How can i avoid the gold tax?

First, you can postpone your tax bill with a 1031 exchange. This means that you reinvest money from your gold sale by buying more gold and, if you meet the IRS requirements, all of these transactions will not be taxed. You only pay taxes when you sell your gold in cash, not when you buy more gold with that money. A key to successfully investing in gold is to minimize taxes on your profits.

Gold is often taxed differently than other investments, and tax rules vary depending on which of the many different ways of investing in gold you choose. Ingots are a collector's item according to the tax code. That means you are not eligible for regular treatment of long-term capital gains. In contrast, bullion gains that hold longer in a year are taxed at a maximum tax rate of 28%.

Gains held in bullion for one year or less are taxed as revenue. However, tax evasion is perfectly legal. And precious metal investors can use a legal method to avoid paying sales tax on their purchases of precious metals. The best way to avoid this is to invest in funds and assets that don't buy physical gold.

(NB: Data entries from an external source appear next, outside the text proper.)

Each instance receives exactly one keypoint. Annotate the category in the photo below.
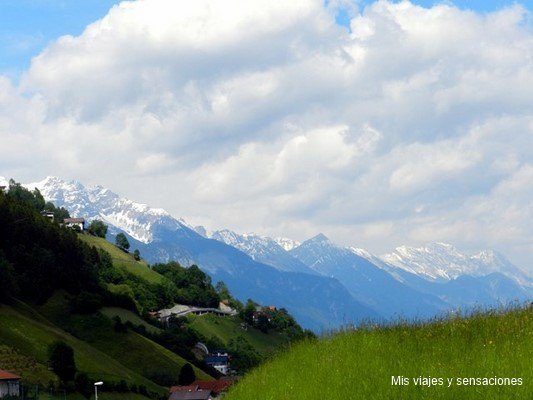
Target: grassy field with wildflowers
(371, 362)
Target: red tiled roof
(73, 220)
(214, 386)
(7, 376)
(189, 388)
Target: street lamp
(96, 384)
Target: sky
(379, 124)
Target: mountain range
(322, 284)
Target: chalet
(191, 395)
(48, 214)
(72, 222)
(9, 384)
(216, 387)
(220, 360)
(181, 310)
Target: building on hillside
(48, 214)
(9, 384)
(220, 360)
(181, 310)
(216, 387)
(72, 222)
(190, 394)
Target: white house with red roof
(9, 384)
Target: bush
(97, 228)
(61, 361)
(187, 375)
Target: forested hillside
(62, 287)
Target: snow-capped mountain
(286, 243)
(317, 302)
(262, 249)
(135, 219)
(443, 262)
(322, 284)
(366, 282)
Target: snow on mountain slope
(286, 243)
(262, 249)
(367, 282)
(443, 262)
(92, 202)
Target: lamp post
(96, 384)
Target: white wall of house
(9, 387)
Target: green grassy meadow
(123, 260)
(227, 328)
(131, 349)
(31, 338)
(359, 364)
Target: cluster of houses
(9, 384)
(200, 390)
(68, 222)
(181, 310)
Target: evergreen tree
(122, 241)
(61, 360)
(97, 228)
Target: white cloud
(267, 116)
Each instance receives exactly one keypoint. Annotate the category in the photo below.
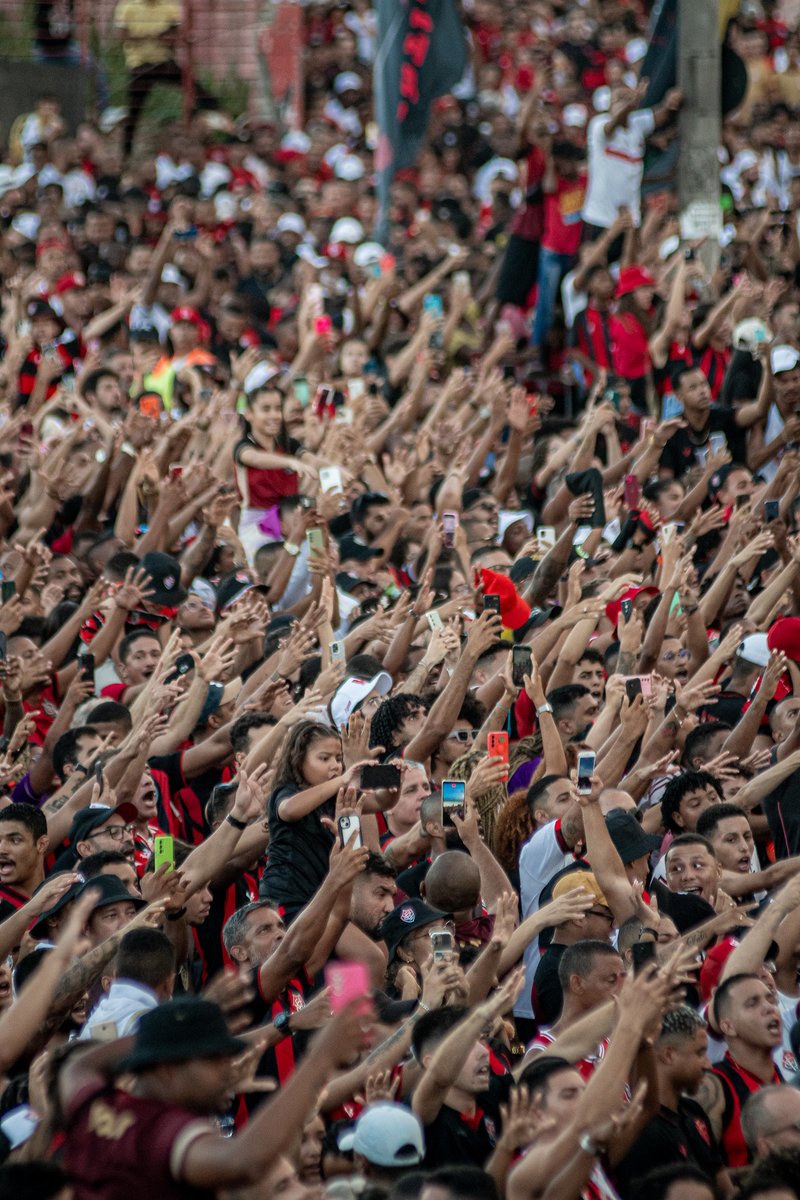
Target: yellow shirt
(140, 18)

A particularly good approach is to look for ETFs and mutual funds that specify this approach in their investments. Assets such as futures contracts and options are not considered investments in physical assets, so the IRS treats them as ordinary capital gains with a maximum rate of 20%. Keep in mind that the price of gold is constantly changing, so the remaining gold coins could be worth less (or more) in another financial year. This includes coins and bars measuring 1 kilogram or 1000 troy ounces in weight respectively, along with any gold or silver item that has more than 50% pure gold or silver content.

For example, VanEck Merk Gold (OUNZ) owns gold bars and stores them in vaults, but allows investors to exchange their shares for bullion or bullion coins. In other words, gold coins are taxable based on their total value, rather than just weighing how much gold they are made of. And since gold is an investment asset, when you sell your gold and make a profit, it's taxed as capital gains. This fund buys a series of gold futures contracts that should have essentially the same performance as a gold index that the fund is trying to track, although there are anomalies in futures markets that can cause deviations.

You can trade gold futures yourself or own an ETF that conducts the trades, such as the PowerShares DB Gold Fund (DGL).